We apply a one-dimensional discrete dynamical system originally considered by Arnol’d reminiscent of mathematical billiards to the study of two-move riders, a type of fairy chess piece. In this model, particles travel through a bounded convex region along line segments of one of two fixed slopes.

We apply this dynamical system to characterize the vertices of the inside-out polytope arising from counting placements of nonattacking chess pieces and also to give a bound for the period of the counting quasipolynomial. The analysis focuses on points of the region that are on trajectories that contain a corner or on cycles of full rank, or are crossing points thereof.

As a consequence, we give a simple proof that the period of the bishops’ counting quasipolynomial is 2, and provide formulas bounding periods of counting quasipolynomials for many two-move riders including all partial nightriders.
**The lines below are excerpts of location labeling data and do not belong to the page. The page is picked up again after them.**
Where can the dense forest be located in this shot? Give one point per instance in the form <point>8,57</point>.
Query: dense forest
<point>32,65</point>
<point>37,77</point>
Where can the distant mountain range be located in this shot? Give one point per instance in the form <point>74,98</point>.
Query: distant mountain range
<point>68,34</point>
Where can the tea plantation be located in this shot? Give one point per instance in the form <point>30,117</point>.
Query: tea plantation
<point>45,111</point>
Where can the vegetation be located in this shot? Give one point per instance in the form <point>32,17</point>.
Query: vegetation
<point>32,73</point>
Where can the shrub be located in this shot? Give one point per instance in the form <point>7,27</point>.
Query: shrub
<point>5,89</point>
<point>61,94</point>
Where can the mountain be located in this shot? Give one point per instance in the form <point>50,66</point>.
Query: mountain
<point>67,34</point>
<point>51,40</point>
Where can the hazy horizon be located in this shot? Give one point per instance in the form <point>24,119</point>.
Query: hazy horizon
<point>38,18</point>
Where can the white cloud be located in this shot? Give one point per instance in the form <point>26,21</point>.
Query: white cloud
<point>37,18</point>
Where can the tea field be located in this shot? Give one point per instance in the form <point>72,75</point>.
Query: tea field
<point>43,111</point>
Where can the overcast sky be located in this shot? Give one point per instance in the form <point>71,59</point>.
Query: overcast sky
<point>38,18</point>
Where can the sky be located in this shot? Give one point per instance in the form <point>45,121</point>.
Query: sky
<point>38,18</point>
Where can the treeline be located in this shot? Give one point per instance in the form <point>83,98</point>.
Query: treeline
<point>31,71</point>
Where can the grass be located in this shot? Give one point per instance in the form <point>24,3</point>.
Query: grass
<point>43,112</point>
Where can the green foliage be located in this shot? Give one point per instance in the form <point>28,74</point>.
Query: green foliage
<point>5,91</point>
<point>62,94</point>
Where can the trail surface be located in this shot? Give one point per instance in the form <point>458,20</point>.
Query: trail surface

We draw parallels to the theory of mathematical billiards and pose many new open questions.

我们将最初由Arnol想到的数学台球考虑的一维离散动力系统应用于研究两步骑手（一种神仙棋子）。在此模型中，粒子沿着两个固定坡度之一的线段穿过有界凸区域。

我们应用该动力学系统来表征由无攻击棋子的计数位置引起的由内而外的多面体的顶点，并为计数拟多项式的周期提供一个边界。分析集中在区域的点上，该点在包含拐角的轨迹上或在满秩的循环上，或者在其交叉点上。

因此，我们给出一个简单的证明，即主教的准多项式计数周期为2，并提供了许多包括所有部分夜行者在内的两步骑手的准多项式计数周期的公式。我们将与数学台球理论相提并论，并提出了许多新的开放性问题。